There’s Forward, by Erik Bulatov. It is imposing, and slightly ridiculous; it is made vulnerable by the Ρ lying on its side. In it, there is a group of young women, laughing and photographing each other; a pair of young women, talking and taking photographs, more quietly, and me. The pair were happy to take my photo. This temporary art work outside the gallery relaxes us, makes us open and receptive. In the same way the exhibitions move me and open me up. I see beauty, and a representative sample of an artist’s life’s work, and it changes the way I think. It knocks me out of my groove.

A counselling session. I am proud of my formulation: I am Love, Will, Curiosity, Playfulness, Need and Courage. This may replace my former view, “I am Worthless”- I recognised that former view was wrong twenty years ago, but could not shift it; finding an alternative view to replace it may be the way to break its hold on me.

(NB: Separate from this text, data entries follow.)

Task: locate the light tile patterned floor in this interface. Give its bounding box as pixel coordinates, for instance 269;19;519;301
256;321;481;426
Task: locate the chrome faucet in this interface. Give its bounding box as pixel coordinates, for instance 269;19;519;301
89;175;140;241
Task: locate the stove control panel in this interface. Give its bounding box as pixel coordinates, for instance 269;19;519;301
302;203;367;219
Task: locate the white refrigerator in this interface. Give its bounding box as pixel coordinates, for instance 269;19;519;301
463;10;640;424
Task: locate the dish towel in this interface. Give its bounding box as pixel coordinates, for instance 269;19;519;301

What do I do? How have I spent these six years of unemployment?

I interact.

I talk to people, including strangers. I write, here and for print. I entertain, challenge and provoke: others see things differently because of me. Some of my NYT comments have hundreds of recommendations, and hundreds more readers.

I heal.

My self-analysis makes me better able to flourish in the world.

I serve.

Over the last six years this has been most clear with Quakers. In Quaker roles I have tried to achieve the good of my Friends, as I best saw it.

And the opportunities for interacting and serving have been so minimal! I remind myself to be positive, to value what is. I have sought opportunities as my self-worth has permitted.

I need to achieve!
I hunger for Action!

I could easily afford to go in to London twice a month to the Tate, then perhaps to see a friend or go 5-rhythms dancing, getting train tickets two or three days earlier and cycling to the station to limit costs. So why don’t I? I find what I want when I see what I do. I love it when I do. Possibly I have some worry about doing something simply for the delight of it, or possibly I don’t like the faff of the travel, four hours or more travelling which is not particularly pleasant. Recently I have not had good train conversations- on Tuesday I asked a woman if she liked to talk on trains, and she said she had only little English, then went to the seat she had pre-booked. Why have I not done it? I don’t know, but those could be reasons.

I have not explored my world, and yet I have- with a bit more thought, I could put that less paradoxically. I still see the world as a threat. Or, I have not learned all the positive lessons from my explorations. I am careful and frightened, and I seek to look after myself. I am generous with a ruthless streak- humans cannot bear very much reality, and we are rarely so confronted with reality that our ruthlessness becomes apparent, but I think I have ruthlessness when in a corner.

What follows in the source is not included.